Hi thinkin-, we would like to inform you that we edited portions of your post to remove language and details that could be triggering to other users. You can review our community guidelines here. Thanks for your understanding and please continue to post!  

alwaysthinking
Hi

I totally get your frustration. I hope things eventually work out to a point where you are able to get a therapist, because I'm sure that would be the most helpful for you, but until then... Some thoughts -
Something my therapist is having me do is body talk. I like being silly anyway and doing voices, so it's helpful for me. What she's having me do is "talk" to various body parts, telling them how I feel about them, and in turn, finding out how "they" feel about me, and about how I'm treating them, in regards to restricting, especially. She's using this to help me work on self-love, because I basically don't have any. So, I'm discovering new things about myself by doing this, and as a result, hopefully, I'll soon be able to nourish myself properly. My thought for you, in regards to this is to ask yourself what are you getting from restricting? What does it do for you? How does it help you? How does it hurt you? What would it mean if you didn't give in to your urges, one way or the other? These are just some ideas that you might want to explore either through body talk or journaling or talking with a friend or your husband, whatever works best for you. The one thing to remember is to allow yourself to take it slowly. Don't expect momentous changes to happen overnight. I know, for me, this is truly arduous and frustrating, because I want it "fixed" NOW, but I'm trying to trust my therapists and go at their pace. Basically, figure out first what is motivating the e.d. and go from there. You can't reach the top of the statue of liberty with one big leap. It takes a lot of little steps, one at a time. (And unfortunately, sometimes, you end up going back down to start again and regroup.) But there's hope. I hope this helps a little. Keep us posted.

thinkin-
Thank you. I don't know if I

Thank you. I don't know if I will keep this forum posted. Maybe. I feel like I need to curl up into a ball and just think it out. I DO need to remind myself why restricting is no good and ponder what do I really get out of it...and what i might be missing that makes me use ED behaviours (restricting and overeating) to cope for lacking those things. I'm almost there in figuring those things/myself out.

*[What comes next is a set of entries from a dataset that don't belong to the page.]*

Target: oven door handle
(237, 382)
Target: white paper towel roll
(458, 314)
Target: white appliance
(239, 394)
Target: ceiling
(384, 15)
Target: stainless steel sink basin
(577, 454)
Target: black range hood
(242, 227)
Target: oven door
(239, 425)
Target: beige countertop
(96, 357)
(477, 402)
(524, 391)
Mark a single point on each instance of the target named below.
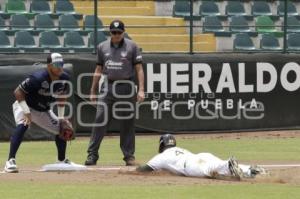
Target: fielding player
(119, 61)
(182, 162)
(33, 99)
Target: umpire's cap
(166, 141)
(117, 25)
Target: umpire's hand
(141, 96)
(93, 96)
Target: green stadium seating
(24, 39)
(15, 6)
(261, 8)
(239, 24)
(212, 24)
(269, 42)
(293, 42)
(181, 8)
(40, 7)
(20, 22)
(4, 40)
(264, 24)
(49, 39)
(291, 9)
(235, 8)
(293, 24)
(68, 22)
(44, 22)
(64, 7)
(100, 38)
(73, 40)
(208, 8)
(243, 42)
(88, 23)
(2, 24)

I tell myself that a little restricting is healthy and I should indeed be doing it and that eating like a normal human being (whatever that is) or intuitively is going to make me fat, sick, and ugly. I feel like I am those three things and I am blaming eating without restriction. God, the dysphoria of having my thoughts go one way while my actions do another. (Currently eating normally but feel like absolute garbage for doing it) I want my thoughts and actions to match up, I just want to feel okay and know I'm okay and I'm fine if I weigh whatever pounds or look like whatever aaaaaaaaaa i feel like i cant let my ED go. It feels INGRAINED.

Sorry there is so much I want to say. I just meant to reply to thank you. I don't expect you to reply to all that above. I'm just getting more off my chest.

alwaysthinking
It's ok

I just hope it helped some. I get it. I hate when my feelings and logic don't match together. Very frustrating! Hang in there.